The task of taking a semantic representation of a noun and predicting the brain activity triggered by it in terms of fMRI spatial patterns was pioneered by Mitchell et al.. That seminal work used word co-occurrence features to represent the meaning of the nouns. Even though the task does not impose any specific type of semantic representation, the vast majority of subsequent approaches resort to feature-based models or to semantic spaces (aka word embeddings). We address this task, with competitive results, by using instead a semantic network to encode lexical semantics, thus providing further evidence for the cognitive plausibility of this approach to model lexical meaning.
Article
João Rodrigues, Ruben Branco, João Silva and António Branco, 2018, Predicting Brain Activation with WordNet Embeddings, To appear in ACL 2018 Workshop on Cognitive Aspects of Computational Language Learning and Processing
Semantic network (wnet2vec)
The wnet2vec model referred in the article is available for download. The model was obtained resorting to 60,000 words using Princeton WordNet 3.0, the training of the model is described in Chakaveh Saedi, António Branco, João Rodrigues and João Silva, 2018, Wordnet embeddings, In Proceedings of the ACL2018 3rd Workshop on Representation Learning for Natural Language Processing (RepL4NLP).
Evaluation and scripts
The evaluation folder contains the log files for the wnet2vec model (Table 1).

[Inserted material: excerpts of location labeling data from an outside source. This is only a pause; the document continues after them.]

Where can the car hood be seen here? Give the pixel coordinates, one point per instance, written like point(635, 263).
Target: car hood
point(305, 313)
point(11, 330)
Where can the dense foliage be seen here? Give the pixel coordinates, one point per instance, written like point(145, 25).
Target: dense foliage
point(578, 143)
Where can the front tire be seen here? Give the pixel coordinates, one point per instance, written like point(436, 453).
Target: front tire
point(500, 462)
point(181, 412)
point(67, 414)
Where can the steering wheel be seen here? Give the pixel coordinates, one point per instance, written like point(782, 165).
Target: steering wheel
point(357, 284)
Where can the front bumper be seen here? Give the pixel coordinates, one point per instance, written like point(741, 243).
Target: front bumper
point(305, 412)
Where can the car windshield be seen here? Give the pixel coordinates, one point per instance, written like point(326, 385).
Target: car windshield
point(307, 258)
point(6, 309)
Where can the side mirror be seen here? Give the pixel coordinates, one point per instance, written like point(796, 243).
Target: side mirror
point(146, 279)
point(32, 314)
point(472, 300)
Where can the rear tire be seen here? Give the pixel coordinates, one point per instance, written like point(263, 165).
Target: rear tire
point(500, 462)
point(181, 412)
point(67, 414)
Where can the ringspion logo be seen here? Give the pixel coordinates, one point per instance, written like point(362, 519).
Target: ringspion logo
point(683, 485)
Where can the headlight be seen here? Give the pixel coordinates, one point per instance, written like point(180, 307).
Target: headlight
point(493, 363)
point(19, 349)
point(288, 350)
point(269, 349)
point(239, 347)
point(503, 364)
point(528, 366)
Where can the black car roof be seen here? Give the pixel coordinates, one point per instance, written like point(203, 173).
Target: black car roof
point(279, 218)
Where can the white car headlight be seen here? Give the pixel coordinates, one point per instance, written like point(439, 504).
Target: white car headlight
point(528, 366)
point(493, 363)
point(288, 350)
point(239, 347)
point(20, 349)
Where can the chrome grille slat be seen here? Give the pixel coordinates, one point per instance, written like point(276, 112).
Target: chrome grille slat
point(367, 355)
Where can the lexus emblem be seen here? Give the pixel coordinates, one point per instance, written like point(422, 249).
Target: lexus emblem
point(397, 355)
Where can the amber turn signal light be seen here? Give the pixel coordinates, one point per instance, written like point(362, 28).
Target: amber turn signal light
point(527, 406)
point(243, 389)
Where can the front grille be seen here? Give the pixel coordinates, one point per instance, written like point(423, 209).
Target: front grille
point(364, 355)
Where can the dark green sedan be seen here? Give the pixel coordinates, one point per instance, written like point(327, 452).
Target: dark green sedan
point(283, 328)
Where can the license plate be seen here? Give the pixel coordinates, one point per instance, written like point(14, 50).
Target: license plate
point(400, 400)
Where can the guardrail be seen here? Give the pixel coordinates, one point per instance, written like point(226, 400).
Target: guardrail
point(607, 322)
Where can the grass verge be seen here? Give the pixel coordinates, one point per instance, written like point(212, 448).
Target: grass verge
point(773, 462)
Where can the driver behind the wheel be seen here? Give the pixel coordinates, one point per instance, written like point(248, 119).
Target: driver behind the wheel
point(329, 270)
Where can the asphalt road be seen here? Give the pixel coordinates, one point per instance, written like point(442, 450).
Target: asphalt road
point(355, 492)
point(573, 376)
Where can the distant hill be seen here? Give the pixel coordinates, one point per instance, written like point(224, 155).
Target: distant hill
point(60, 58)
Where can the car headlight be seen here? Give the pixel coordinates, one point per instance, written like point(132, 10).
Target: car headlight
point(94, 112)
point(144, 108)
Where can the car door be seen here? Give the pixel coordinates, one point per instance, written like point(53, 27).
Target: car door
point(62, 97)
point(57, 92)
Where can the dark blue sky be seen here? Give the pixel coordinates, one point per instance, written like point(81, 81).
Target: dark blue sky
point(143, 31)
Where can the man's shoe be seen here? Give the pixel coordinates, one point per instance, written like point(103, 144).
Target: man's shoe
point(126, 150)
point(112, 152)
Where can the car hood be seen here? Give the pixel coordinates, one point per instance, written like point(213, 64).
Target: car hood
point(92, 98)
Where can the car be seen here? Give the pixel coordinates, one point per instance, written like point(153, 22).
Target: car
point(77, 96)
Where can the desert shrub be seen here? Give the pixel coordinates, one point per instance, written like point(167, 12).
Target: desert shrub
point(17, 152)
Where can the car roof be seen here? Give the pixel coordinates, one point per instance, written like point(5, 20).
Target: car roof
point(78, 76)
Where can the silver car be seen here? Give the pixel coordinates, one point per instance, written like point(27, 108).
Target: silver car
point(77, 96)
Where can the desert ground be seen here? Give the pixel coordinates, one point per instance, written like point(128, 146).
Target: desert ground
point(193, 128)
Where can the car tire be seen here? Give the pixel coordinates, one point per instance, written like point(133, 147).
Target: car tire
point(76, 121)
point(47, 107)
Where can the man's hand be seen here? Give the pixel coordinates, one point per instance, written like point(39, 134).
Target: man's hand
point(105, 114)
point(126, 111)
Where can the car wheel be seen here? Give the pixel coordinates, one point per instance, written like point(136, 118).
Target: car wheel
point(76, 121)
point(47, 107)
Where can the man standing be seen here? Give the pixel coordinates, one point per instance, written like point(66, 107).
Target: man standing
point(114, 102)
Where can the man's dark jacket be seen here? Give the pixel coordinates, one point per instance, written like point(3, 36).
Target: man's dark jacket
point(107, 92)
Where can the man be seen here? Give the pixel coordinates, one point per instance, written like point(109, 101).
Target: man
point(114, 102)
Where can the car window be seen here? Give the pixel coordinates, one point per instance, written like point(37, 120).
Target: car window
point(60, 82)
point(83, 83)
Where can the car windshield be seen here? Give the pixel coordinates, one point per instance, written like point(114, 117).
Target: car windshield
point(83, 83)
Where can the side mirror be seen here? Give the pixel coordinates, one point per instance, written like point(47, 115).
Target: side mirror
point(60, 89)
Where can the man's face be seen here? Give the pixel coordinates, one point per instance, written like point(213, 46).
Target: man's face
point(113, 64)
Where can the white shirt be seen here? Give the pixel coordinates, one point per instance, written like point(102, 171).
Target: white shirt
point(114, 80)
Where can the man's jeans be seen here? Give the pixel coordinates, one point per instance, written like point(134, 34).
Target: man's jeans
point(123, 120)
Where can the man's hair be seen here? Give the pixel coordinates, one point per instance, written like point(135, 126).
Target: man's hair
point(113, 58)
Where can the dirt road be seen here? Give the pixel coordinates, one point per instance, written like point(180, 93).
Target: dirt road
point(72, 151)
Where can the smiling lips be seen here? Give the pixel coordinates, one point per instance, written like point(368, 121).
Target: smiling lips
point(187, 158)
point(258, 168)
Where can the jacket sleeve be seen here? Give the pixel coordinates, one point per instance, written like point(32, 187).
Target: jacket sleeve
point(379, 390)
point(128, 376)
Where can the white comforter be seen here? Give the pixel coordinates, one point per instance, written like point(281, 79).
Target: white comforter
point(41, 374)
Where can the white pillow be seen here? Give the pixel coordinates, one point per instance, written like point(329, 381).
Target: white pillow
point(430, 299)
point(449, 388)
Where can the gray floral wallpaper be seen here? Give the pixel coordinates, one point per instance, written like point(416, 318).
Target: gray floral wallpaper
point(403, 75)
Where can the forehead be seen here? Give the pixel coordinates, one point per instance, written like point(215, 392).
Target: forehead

The scripts folder contains the plotting scripts of the fMRI activation patterns (Figure 1).
The Mitchell et al. model is described in Tom M. Mitchell, Svetlana V. Shinkareva, Andrew Carlson, Kai-Min Chang, Vicente L. Malave, Robert A. Mason and Marcel Adam Just, 2008, Predicting human brain activity associated with the meanings of nouns, Science, 320(5880):1191-1195.
The training system is provided at the Samira Abnar repository and described in Abnar, Samira, Rasyan Ahmed, Max Mijnheer and Willem Zuidema, 2018, Experiential, distributional and dependency-based word embeddings have complementary roles in decoding brain activity, In Proceedings of the 8th Workshop on Cognitive Modeling and Computational Linguistics (CMCL 2018).